The researchers studied people’s choices and outcomes in 75,000 plans within the same counties over some 15 million enrollee years between 2008 and 2011. They found “a positive and highly significant relationship between premiums and observational mortality,” suggesting that higher monthly premiums are associated with greater longevity.
That doesn’t mean it’s a cause and effect relationship. In fact, says Starc, premium prices may not completely capture the true differentiator—the services these plans provide. “I would encourage people to think about plan generosity as being probably the best proxy that we have right now for these health effects,” she told me.
The best measure—medical loss ratio—shows the percentage of premiums an insurer pays out in claims, which reflects how much the plan spends on medical services. But because it may not be readily available, Starc suggests looking at the amount of prescription drug coverage the plan offers. The more generous that is, the better the plan is likely to be.
Also, she told me, “we find that the large insurers appear to supply high quality plans. Humana, United, and Blue Cross Blue Shield plans seem to offer generous coverage and that would be a decent place to start.”
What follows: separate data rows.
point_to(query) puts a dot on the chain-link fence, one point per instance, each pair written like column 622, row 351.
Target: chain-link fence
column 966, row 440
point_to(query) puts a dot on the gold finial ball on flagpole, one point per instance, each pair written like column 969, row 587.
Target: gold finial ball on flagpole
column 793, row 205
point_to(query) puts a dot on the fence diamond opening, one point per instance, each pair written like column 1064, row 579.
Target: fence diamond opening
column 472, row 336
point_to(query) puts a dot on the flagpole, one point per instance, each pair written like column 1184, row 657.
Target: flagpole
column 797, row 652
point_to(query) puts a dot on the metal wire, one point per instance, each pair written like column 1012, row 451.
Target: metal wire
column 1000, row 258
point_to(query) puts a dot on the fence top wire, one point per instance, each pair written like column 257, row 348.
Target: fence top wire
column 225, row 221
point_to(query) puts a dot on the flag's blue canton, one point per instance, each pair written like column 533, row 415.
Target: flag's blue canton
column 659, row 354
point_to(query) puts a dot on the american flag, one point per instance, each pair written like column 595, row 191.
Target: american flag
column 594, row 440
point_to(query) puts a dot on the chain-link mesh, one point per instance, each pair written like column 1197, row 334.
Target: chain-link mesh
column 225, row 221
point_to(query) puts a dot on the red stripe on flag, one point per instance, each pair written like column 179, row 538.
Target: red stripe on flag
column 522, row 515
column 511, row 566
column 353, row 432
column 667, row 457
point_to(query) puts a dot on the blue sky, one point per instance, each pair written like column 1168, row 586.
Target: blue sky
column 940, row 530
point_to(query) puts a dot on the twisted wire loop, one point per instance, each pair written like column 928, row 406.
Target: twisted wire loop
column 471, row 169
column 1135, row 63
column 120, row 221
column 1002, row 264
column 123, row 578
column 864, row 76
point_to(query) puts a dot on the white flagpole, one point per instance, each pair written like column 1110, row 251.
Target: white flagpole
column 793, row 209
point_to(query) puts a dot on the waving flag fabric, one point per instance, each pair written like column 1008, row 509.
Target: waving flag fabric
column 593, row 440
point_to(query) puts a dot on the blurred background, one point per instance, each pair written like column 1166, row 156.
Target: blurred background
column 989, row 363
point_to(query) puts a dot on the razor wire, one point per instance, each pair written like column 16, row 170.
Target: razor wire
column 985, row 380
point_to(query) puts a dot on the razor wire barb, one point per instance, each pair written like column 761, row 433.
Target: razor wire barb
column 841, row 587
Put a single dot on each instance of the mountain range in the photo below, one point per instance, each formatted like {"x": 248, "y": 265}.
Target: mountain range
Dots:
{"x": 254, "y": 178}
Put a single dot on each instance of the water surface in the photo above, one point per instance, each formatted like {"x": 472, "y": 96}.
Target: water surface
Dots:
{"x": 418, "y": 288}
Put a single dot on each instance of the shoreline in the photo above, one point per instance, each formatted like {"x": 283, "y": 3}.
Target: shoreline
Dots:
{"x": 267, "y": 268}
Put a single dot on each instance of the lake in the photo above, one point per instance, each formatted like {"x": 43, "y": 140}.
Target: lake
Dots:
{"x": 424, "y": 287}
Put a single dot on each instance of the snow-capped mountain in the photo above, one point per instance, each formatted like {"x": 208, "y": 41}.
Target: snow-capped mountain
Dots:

One place not to look: the star ratings Medicare gives to the different plans. Starc and her co-authors found higher star ratings were not associated with better longevity outcomes.
So, to sum up, “higher premium plans have better mortality effects, as do plans with more generous prescription drug coverage and higher medical loss ratios,” Starc said. “You get what you pay for, but make sure you’re getting good value for your money.”
That’s pretty good advice for everything, I’d say.